La Vida ante sí: El epílogo de Sophia Loren
Hay dos factores que hacen de este pequeño, convencional, pero cautivador drama, uno de los eventos fílmicos más interesantes y pasionales dentro de este 2020: el primero, el amor que emana de la dirección de Edoardo Ponti por el neorrealismo italiano, que si bien no se llega a consumar como debiera (tomando la salida del melodrama), está impregnado en cada esquina de sus cuidados y familiares exteriores e interiores; el segundo por supuesto el regreso de Sophia Loren al cine tras 10 años de ausencia, una leyenda viva que impone con cada segundo en una pantalla embelesada por completo con su presencia, talento y naturalidad.

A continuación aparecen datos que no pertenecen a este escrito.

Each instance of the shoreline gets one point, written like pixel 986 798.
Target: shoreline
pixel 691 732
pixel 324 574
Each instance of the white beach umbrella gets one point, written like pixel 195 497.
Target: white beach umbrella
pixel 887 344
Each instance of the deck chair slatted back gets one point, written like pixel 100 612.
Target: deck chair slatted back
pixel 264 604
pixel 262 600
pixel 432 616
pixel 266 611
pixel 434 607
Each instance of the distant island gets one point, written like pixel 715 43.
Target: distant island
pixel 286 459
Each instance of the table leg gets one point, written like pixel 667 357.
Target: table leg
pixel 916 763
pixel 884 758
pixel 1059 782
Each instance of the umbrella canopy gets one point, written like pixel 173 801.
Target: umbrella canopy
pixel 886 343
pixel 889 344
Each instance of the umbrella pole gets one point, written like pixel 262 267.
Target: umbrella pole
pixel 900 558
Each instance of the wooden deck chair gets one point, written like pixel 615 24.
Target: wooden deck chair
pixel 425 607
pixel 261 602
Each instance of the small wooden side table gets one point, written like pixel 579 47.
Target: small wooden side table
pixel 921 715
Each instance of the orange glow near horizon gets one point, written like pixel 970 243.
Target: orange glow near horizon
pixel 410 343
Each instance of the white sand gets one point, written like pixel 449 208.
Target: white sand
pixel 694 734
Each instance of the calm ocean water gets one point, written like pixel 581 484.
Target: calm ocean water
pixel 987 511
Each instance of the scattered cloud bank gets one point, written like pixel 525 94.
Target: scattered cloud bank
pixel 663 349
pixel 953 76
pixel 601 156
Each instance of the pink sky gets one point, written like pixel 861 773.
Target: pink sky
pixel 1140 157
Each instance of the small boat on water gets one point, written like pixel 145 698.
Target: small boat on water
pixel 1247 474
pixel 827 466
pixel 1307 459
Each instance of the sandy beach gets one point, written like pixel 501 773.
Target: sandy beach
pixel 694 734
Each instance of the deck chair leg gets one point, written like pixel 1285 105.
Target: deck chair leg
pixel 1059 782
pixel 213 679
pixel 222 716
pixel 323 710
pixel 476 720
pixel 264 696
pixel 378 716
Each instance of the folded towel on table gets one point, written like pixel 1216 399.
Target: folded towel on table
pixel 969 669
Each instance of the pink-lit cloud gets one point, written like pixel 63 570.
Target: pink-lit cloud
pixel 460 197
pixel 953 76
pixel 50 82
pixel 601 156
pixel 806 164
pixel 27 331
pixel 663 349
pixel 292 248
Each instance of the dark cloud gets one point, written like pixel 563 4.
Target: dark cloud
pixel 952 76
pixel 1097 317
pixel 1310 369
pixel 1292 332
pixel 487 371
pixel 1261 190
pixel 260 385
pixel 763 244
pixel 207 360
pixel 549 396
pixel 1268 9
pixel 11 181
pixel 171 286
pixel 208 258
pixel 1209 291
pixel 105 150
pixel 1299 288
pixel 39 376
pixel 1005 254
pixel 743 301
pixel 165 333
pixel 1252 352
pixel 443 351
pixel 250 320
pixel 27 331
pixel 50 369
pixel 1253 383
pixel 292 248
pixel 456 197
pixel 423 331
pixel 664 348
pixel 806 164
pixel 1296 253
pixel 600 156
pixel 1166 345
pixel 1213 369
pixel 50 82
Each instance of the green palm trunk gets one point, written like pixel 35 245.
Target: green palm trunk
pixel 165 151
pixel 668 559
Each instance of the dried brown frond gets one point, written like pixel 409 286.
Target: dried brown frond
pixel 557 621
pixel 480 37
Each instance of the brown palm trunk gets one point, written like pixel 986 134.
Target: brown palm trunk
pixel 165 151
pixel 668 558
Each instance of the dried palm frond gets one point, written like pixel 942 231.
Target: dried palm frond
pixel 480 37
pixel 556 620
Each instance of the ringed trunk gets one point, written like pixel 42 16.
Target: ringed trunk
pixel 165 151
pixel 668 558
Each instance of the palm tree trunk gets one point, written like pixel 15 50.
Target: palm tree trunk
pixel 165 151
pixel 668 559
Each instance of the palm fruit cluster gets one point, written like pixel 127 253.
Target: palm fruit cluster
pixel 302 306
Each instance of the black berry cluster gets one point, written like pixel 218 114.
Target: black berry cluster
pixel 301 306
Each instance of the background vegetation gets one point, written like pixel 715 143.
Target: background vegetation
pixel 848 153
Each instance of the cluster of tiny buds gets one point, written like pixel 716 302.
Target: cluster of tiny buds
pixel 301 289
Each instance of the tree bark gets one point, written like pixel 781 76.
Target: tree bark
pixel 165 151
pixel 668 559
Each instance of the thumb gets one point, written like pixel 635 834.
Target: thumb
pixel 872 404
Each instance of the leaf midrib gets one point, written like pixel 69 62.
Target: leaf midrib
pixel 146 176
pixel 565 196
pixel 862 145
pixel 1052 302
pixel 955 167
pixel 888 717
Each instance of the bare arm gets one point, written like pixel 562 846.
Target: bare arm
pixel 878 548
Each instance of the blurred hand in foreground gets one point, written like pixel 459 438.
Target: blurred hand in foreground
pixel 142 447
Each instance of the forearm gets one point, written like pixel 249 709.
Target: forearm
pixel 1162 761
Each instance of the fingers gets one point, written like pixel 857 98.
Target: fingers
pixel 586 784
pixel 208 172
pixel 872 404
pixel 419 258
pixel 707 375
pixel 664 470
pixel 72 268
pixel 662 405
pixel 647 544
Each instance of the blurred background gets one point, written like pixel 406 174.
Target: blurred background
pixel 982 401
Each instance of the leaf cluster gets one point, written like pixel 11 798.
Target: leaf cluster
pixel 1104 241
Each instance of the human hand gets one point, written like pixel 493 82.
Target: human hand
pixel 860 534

Es obvio como Ponti profesa un amor narrativo y visual por Sophia, pues a sus 86 años la actriz luce lúcida y en todo su esplendor, convirtiéndose con “Madame Rosa” en una de las opciones más justas y oportunas para que el Oscar y el Globo vuelvan a reconocer su talento en sus próximas premiaciones. Pero más allá de la estela comercial o de lo mediático de su regreso, hablemos un poco más sobre lo profundamente simbólico de su personaje.
La vida ante sí de hecho es una segunda adaptación – remake de la cinta francesa de 1997 ganadora del Oscar, conocida como “Madame Rosa”, con ciertos cambios argumentales que como en su momento a Simone Signoret, ahora permiten el lucimiento de Loren dentro de un papel que se adhiere perfectamente a su carrera. Como si se tratase de un epílogo, Madame Rosa es una sobreviviente de la Segunda Guerra Mundial (de los campos de concentración de Auschwitz) y una exprostituta que se dedica a tener un hogar para cuidar a niños de otras prostitutas. El papel como víctima, superviviente o testigo de la guerra, fue un recurrente trabajo de Loren en todo contexto y forma en su época dorada y clímax como actriz, lo que permite aquí no solo demostrar una brutal naturalidad gracias a su talento, sino también por la evolución de “ese personaje”.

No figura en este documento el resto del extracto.